There's nothing unique to the current Fediverse situation. In the days of old people had their own web pages and web servers too, and we had protocols to announce changes to people too (hello? RSS? X-Headers?), we linked to each other as well (directories, webrings) and we had chat (IRC). Yet we still landed on CorpoNet.

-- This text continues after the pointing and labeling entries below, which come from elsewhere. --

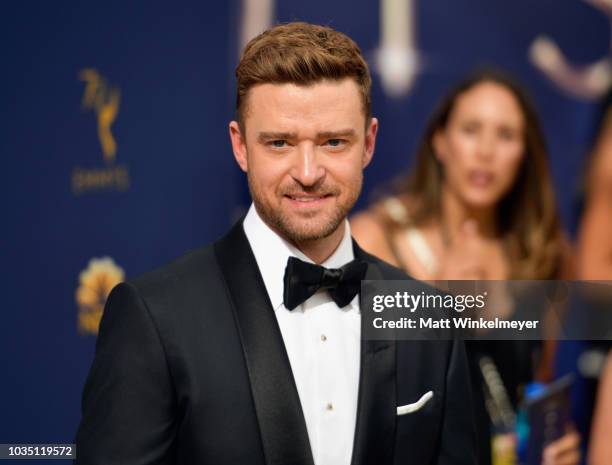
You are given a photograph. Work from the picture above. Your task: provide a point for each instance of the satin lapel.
(376, 411)
(279, 412)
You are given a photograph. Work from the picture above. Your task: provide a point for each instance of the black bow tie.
(303, 279)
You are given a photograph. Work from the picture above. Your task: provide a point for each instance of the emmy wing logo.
(95, 284)
(104, 102)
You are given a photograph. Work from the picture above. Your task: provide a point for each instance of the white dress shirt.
(322, 342)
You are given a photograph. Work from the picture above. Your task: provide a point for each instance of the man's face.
(304, 150)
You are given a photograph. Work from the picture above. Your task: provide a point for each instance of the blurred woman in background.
(479, 204)
(595, 263)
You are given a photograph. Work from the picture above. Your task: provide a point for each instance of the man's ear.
(238, 145)
(370, 141)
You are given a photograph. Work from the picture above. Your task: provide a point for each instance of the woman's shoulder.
(371, 229)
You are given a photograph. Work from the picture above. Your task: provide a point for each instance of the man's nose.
(307, 168)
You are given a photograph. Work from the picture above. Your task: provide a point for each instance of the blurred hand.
(465, 259)
(563, 451)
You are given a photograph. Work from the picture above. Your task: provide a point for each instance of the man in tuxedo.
(249, 351)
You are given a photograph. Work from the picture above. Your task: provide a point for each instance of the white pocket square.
(418, 405)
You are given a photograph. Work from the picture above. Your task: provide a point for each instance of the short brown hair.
(301, 53)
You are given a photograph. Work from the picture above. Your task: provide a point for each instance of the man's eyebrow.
(267, 136)
(336, 134)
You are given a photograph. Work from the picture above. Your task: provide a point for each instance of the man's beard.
(301, 229)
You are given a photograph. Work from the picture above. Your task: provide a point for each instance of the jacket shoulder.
(191, 268)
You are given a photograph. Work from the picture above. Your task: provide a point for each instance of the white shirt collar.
(272, 252)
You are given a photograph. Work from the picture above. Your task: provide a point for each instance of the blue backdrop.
(114, 139)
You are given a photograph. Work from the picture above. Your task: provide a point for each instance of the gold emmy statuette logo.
(104, 101)
(95, 284)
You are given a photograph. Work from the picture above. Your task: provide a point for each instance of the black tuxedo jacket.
(191, 368)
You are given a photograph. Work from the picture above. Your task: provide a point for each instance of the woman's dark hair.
(527, 215)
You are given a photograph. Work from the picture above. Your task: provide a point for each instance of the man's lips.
(307, 200)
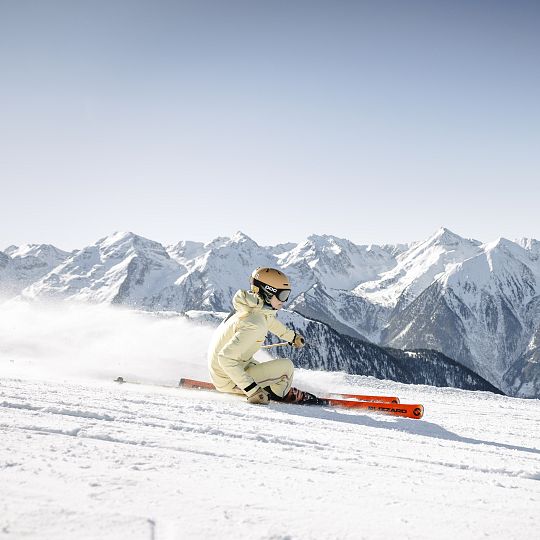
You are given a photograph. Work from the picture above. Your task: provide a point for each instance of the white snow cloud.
(75, 340)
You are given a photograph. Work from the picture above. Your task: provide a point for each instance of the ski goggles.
(281, 294)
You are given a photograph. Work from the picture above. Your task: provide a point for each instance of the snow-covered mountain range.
(476, 303)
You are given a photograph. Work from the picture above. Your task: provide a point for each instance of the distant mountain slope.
(478, 304)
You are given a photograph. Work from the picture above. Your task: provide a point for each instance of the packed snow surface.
(84, 457)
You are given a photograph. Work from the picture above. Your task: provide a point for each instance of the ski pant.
(277, 374)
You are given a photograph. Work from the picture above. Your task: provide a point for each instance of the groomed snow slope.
(82, 457)
(98, 460)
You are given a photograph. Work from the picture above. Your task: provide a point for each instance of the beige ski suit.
(230, 354)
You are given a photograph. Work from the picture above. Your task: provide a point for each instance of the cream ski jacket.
(238, 338)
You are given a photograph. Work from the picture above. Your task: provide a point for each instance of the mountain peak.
(239, 238)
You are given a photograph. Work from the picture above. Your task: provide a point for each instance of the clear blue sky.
(377, 121)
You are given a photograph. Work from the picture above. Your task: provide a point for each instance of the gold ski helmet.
(268, 282)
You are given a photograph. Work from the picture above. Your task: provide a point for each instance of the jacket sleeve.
(230, 357)
(280, 330)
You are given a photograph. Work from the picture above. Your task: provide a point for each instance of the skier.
(230, 355)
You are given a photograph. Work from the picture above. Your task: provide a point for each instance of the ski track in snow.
(99, 460)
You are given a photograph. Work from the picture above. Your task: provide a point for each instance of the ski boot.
(301, 397)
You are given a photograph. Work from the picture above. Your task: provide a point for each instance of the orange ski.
(383, 404)
(415, 411)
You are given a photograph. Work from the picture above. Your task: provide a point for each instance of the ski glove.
(298, 341)
(260, 397)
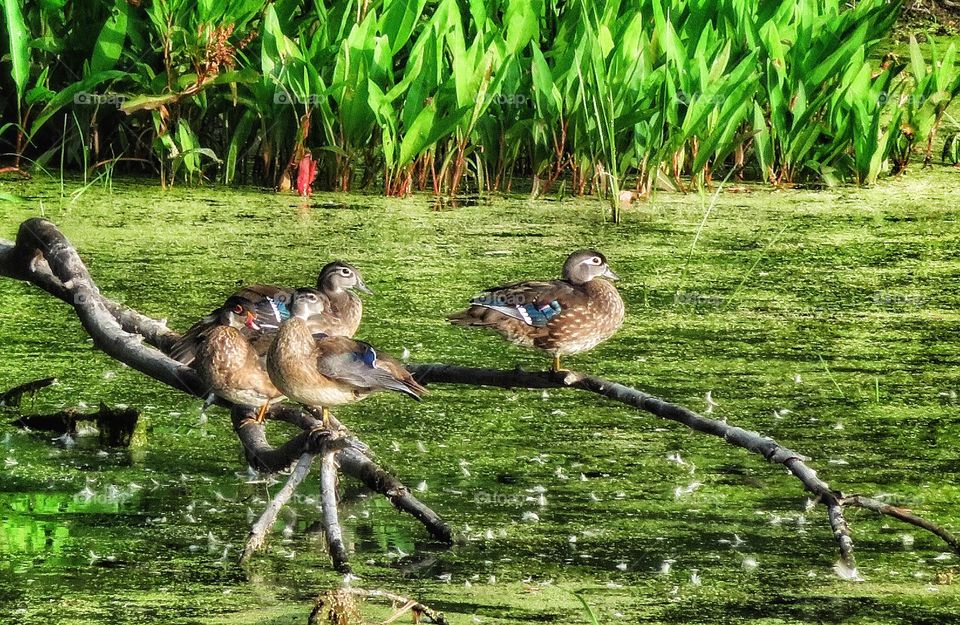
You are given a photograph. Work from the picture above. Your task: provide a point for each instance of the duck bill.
(251, 321)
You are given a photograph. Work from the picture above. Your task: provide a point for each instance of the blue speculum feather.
(369, 356)
(271, 313)
(541, 315)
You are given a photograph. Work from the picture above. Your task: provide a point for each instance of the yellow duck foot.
(262, 413)
(250, 421)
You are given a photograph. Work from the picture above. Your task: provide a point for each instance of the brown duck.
(336, 282)
(228, 361)
(560, 317)
(319, 371)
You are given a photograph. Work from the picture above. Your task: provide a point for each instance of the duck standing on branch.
(228, 361)
(319, 371)
(560, 317)
(336, 282)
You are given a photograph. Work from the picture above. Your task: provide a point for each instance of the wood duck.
(319, 370)
(227, 357)
(336, 282)
(560, 317)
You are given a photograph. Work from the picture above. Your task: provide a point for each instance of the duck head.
(341, 276)
(584, 265)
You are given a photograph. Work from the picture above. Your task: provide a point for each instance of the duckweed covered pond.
(827, 320)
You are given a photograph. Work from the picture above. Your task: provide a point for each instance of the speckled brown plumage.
(336, 281)
(229, 364)
(590, 309)
(228, 361)
(322, 371)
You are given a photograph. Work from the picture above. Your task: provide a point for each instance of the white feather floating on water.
(846, 572)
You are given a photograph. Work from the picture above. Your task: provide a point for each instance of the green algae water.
(827, 320)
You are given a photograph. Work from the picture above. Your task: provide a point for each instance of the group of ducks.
(267, 343)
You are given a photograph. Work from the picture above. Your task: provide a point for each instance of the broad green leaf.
(19, 40)
(109, 46)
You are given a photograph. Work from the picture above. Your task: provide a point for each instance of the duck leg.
(262, 413)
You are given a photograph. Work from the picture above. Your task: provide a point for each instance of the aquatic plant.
(448, 96)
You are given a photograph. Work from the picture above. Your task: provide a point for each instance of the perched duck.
(318, 370)
(227, 358)
(560, 317)
(336, 282)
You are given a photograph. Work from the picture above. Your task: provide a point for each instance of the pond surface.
(828, 320)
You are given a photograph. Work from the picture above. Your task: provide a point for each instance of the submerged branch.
(331, 516)
(258, 532)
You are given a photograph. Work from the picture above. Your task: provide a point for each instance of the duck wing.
(185, 349)
(533, 303)
(358, 364)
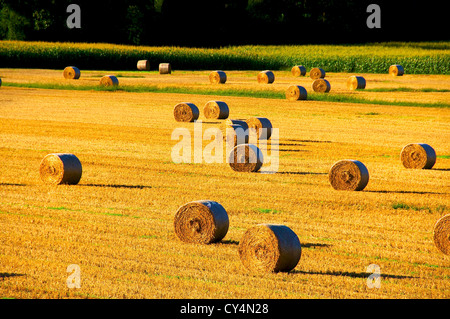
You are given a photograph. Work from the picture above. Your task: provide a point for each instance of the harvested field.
(116, 224)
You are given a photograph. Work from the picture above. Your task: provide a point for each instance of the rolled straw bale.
(165, 68)
(270, 248)
(217, 77)
(356, 82)
(143, 65)
(420, 156)
(298, 70)
(321, 86)
(202, 222)
(317, 73)
(245, 158)
(349, 175)
(441, 234)
(216, 110)
(71, 73)
(186, 112)
(235, 135)
(266, 77)
(396, 70)
(60, 168)
(261, 125)
(296, 92)
(109, 80)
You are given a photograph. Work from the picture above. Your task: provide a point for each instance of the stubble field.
(117, 223)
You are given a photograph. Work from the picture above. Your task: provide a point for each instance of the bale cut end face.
(270, 248)
(348, 175)
(60, 168)
(202, 222)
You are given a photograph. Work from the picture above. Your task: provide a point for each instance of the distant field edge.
(415, 57)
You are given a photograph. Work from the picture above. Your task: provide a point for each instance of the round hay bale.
(396, 70)
(143, 65)
(270, 248)
(71, 73)
(261, 125)
(420, 156)
(245, 158)
(298, 70)
(296, 92)
(216, 110)
(186, 112)
(348, 175)
(441, 234)
(202, 222)
(321, 86)
(266, 77)
(235, 135)
(317, 73)
(60, 168)
(109, 80)
(165, 68)
(356, 82)
(217, 77)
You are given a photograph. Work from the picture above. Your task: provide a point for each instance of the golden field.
(117, 223)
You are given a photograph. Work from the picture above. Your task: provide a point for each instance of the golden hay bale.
(348, 175)
(245, 158)
(270, 248)
(261, 125)
(356, 82)
(396, 70)
(321, 86)
(266, 77)
(420, 156)
(298, 70)
(71, 73)
(186, 112)
(216, 110)
(235, 135)
(217, 77)
(296, 92)
(109, 80)
(143, 65)
(60, 168)
(441, 234)
(317, 73)
(202, 222)
(165, 68)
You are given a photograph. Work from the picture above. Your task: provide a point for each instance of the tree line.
(222, 22)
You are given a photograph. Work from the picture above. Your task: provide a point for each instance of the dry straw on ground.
(420, 156)
(356, 82)
(217, 110)
(296, 92)
(317, 73)
(298, 70)
(186, 112)
(109, 80)
(71, 73)
(246, 158)
(261, 125)
(349, 175)
(202, 222)
(441, 234)
(321, 86)
(270, 248)
(165, 68)
(396, 70)
(143, 65)
(60, 168)
(217, 77)
(266, 77)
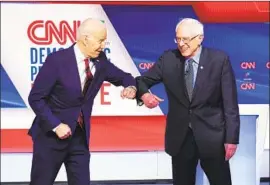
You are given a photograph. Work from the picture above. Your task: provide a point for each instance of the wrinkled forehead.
(185, 30)
(100, 34)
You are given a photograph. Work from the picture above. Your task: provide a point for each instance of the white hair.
(196, 27)
(88, 26)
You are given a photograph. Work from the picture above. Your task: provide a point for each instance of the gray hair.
(196, 27)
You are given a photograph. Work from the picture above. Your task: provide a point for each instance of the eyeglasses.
(185, 40)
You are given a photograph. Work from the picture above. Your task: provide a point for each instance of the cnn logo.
(248, 65)
(146, 65)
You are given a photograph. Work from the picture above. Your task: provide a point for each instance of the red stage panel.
(110, 133)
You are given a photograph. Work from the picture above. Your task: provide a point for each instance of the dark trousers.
(184, 165)
(47, 161)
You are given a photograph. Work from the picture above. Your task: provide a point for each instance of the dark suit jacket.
(56, 96)
(213, 110)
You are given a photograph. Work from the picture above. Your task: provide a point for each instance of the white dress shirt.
(81, 67)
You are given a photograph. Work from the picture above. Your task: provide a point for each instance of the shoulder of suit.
(216, 52)
(170, 52)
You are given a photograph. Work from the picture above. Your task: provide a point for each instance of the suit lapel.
(200, 78)
(73, 70)
(178, 83)
(97, 65)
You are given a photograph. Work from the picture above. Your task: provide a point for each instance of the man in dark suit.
(203, 116)
(62, 98)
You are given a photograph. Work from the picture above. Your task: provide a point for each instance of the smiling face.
(188, 39)
(92, 35)
(95, 43)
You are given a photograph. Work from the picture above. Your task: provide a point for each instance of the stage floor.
(262, 183)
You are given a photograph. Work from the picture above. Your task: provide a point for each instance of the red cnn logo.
(248, 65)
(146, 65)
(248, 86)
(60, 32)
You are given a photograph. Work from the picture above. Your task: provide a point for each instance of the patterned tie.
(189, 76)
(87, 81)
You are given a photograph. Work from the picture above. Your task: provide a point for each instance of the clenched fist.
(63, 131)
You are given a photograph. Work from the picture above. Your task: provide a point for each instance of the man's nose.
(181, 43)
(102, 45)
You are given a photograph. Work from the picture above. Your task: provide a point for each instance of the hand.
(230, 150)
(63, 131)
(129, 92)
(151, 100)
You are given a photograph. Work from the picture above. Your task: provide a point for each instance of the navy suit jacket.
(213, 110)
(56, 96)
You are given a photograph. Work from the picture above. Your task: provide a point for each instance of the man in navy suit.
(62, 98)
(203, 117)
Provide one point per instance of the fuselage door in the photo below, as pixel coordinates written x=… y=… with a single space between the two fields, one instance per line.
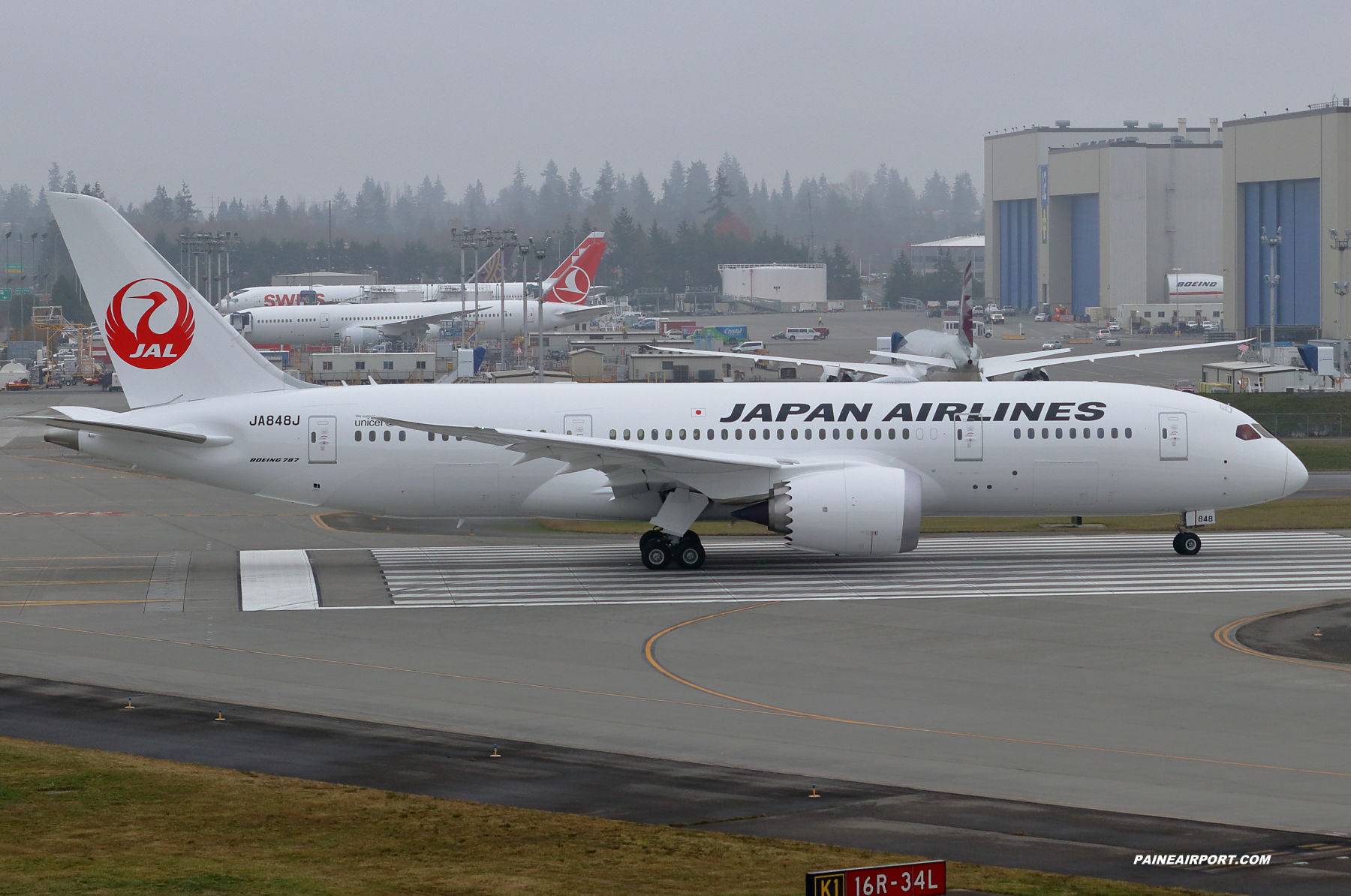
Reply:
x=1173 y=437
x=970 y=440
x=323 y=440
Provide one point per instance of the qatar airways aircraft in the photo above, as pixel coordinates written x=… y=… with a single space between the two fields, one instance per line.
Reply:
x=570 y=281
x=839 y=468
x=372 y=322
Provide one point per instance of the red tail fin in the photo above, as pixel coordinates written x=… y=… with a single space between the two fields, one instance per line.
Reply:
x=573 y=278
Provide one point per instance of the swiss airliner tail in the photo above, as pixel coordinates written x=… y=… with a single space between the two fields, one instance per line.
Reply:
x=165 y=339
x=573 y=278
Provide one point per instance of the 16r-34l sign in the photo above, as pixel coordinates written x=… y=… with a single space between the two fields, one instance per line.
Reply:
x=912 y=879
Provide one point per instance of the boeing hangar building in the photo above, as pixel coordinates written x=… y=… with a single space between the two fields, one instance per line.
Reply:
x=1081 y=218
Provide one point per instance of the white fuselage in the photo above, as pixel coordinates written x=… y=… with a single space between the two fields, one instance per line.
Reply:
x=371 y=323
x=1124 y=456
x=287 y=296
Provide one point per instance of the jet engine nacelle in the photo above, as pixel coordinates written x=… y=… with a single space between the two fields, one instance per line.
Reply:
x=856 y=510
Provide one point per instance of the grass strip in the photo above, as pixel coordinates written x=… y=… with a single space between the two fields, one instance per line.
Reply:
x=1322 y=453
x=103 y=823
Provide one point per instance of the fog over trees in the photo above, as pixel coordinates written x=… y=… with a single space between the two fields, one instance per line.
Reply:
x=672 y=234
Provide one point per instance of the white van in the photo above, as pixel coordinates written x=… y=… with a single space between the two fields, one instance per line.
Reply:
x=799 y=332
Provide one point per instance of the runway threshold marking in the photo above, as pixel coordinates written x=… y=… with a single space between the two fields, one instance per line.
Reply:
x=648 y=651
x=400 y=669
x=1227 y=637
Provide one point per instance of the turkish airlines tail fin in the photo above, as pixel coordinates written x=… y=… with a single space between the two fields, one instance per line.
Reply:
x=165 y=341
x=573 y=278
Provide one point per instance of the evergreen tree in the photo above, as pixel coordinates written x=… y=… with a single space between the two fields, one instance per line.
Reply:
x=606 y=191
x=184 y=210
x=722 y=192
x=900 y=284
x=842 y=276
x=965 y=204
x=937 y=195
x=576 y=192
x=673 y=192
x=160 y=210
x=699 y=190
x=65 y=293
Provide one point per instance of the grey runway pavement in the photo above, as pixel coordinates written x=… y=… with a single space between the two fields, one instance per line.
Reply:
x=1091 y=678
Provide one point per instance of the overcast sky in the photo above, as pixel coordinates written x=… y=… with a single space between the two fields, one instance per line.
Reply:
x=253 y=99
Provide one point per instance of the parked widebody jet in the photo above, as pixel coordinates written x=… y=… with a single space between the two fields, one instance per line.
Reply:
x=493 y=314
x=839 y=468
x=569 y=283
x=927 y=353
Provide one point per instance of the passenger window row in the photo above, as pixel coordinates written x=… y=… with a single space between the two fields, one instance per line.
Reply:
x=403 y=435
x=1074 y=433
x=753 y=434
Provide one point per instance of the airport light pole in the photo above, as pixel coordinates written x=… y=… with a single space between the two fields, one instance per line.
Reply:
x=1340 y=287
x=525 y=292
x=1273 y=280
x=540 y=275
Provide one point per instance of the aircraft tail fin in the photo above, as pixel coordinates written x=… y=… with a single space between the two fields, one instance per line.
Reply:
x=167 y=342
x=967 y=327
x=573 y=278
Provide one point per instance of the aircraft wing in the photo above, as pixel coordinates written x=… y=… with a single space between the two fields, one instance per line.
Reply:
x=1012 y=364
x=99 y=420
x=442 y=315
x=880 y=369
x=631 y=467
x=582 y=311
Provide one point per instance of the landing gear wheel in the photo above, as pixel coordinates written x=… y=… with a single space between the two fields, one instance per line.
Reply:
x=658 y=553
x=1187 y=543
x=689 y=553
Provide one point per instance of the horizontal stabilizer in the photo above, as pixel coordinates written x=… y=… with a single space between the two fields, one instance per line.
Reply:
x=103 y=422
x=1012 y=364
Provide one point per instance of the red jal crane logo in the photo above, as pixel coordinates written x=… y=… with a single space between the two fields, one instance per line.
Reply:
x=145 y=347
x=573 y=285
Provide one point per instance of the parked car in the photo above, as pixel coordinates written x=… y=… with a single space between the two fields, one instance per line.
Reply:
x=799 y=332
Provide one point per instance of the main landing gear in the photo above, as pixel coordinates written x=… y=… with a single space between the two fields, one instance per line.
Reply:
x=660 y=549
x=1187 y=543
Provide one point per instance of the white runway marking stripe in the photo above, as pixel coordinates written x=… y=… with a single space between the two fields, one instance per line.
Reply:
x=942 y=567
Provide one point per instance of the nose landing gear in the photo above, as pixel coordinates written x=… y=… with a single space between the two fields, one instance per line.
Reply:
x=658 y=550
x=1187 y=543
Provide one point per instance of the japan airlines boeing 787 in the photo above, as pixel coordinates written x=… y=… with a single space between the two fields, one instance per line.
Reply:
x=842 y=468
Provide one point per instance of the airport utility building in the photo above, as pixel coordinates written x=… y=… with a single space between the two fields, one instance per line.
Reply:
x=1084 y=218
x=1289 y=172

In fact I'd surmise the current situation is worse. Whereas with the old ad tried protocols you could actually host a web server with content on a potato, or on an old beeper, nu-protocols tend to be quite resource hungry. I oft hear that people have to pay two bills for Mastodon: one for the web service and another one for the amont of storage and traffic that it generates; from what I hear Matrix is similarly heavy compared to, say, IRC or XMPP. Dunno if it's still true or not but I also recall that stuff like Lemmy depends on DNS, meaning you have to be able to buy your own domain and depend on that kind of central authority (wasn't the point of Fediverse stuff to be decentralized?). Rather recently a good amount of Lemmy servers were oopsied because one of the .tld authorities pulled the rug from under an entire top-level domain name.

[–] blue_berry@lemmy.ca 1 points 11 months ago

I meant unique in the size and numbers of users. I think at a certain point, you will lose some beginner-friendliness if you want it to scale.

Dunno if it’s still true or not but I also recall that stuff like Lemmy depends on DNS, meaning you have to be able to buy your own domain and depend on that kind of central authority (wasn’t the point of Fediverse stuff to be decentralized?)

Well, then you could just as well call the web itself not enough dezentralized. The Fediverse just builds on that.

Rather recently a good amount of Lemmy servers were oopsied because one of the .tld authorities pulled the rug from under an entire top-level domain name.